09 July 2025 | Story Charlene Stanley
Thinking Through Food
Launch of Thinking Through Food at Vrystaat Arts Festival explores South Africa’s rich food narratives.

Attend the book launch:

Date: 15 July 2025

Time: 15:00

Venue: ATKV Boeke-oase, Centenary Complex, Bloemfontein Campus

 

When South Africans gather around a table – whether for a family meal or a community feast – it becomes much more than a moment of nourishment. These gatherings are rich with meaning, weaving together identity, memory, and cultural expression. It is this intricate interplay between food and identity that lies at the heart of Thinking Through Food in South Africa: Identities, Embodiment and Representation, a thought-provoking new collection of writings to be launched at the Vrystaat Arts Festival on 15 July. 


Co-edited by Prof Vasu Reddy, Deputy Vice-Chancellor of Research and Internationalisation at the University of the Free State (UFS), alongside Desiree Lewis, Relebohile Moletsane, and Heather A Thuynsma, the volume represents a three-year collaborative effort. The publication brings together both emerging and established voices and explores how food can serve as a powerful lens through which to examine South Africa’s complex social, political, and cultural realities. 

“This is a book that prioritises food rooted in South African soil - and our soul,” says Prof Reddy.  “It centres local voices, indigenous practices, including decolonial critique, to ask probing questions about why food matters in critical and creative terms. For us, food is never just about food or eating. It is much more than that. Culinary practices and even everyday foodstuffs become sites of knowledge, embodiment, and intergenerational storytelling.”  The collection is organised into three thematic sections that together highlight the multifaceted role of food in South African society. 

The first section, From Table to Thought, considers how food studies can reveal insights into historical narratives, agricultural systems, and grassroots urban farming initiatives. Essays in this section range from examining the impact of social grant pay points on rural food systems to exploring the economic challenges faced by small-scale farmers in the post-apartheid era. 

The second section, Food, Subjectivities, Identities, investigates how culinary practices shape both personal and collective identities. Readers will find compelling discussions on traditional wedding foods among the AmaZulu, recipes as alternative archival memory, and the negotiations of class and race around the South African dinner table. One particularly insightful chapter traces how the braai has evolved from a symbol of white leisure culture into a contested expression of national identity - highlighting how food practices can simultaneously unite and divide.

The final section, Representing and Imagining Food, turns its focus to the portrayal of food in media, literature, and popular culture, exploring how these representations contribute to broader narratives about who we are and how we eat.  
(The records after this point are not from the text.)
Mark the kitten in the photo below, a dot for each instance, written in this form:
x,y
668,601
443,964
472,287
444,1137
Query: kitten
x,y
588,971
A key strength of the collection lies in its interdisciplinary approach and its commitment to fostering new scholarship. Many contributors are postgraduate students whose work was supported by the Andrew W. Mellon Foundation – underscoring the project’s investment in developing the next generation of critical food studies researchers.  

 “To study food is to study power,” adds Prof Reddy. “Cuisine is a cultural archive. We eat history. Eating is political. Beyond the sensory pleasures of eating, every bite invites us to think more deeply about justice, sustainability and belonging - including reflection on where our food comes from and how it travels from farm or garden to plate.” 

Thinking Through Food in South Africa challenges readers to look beyond simplistic understandings of food as mere sustenance or commodity. It invites us to reflect on how our everyday encounters with food – from the choices we make at the grocery store to the conversations we share while cooking – can reveal and shape deeper truths about ourselves and the society we live in.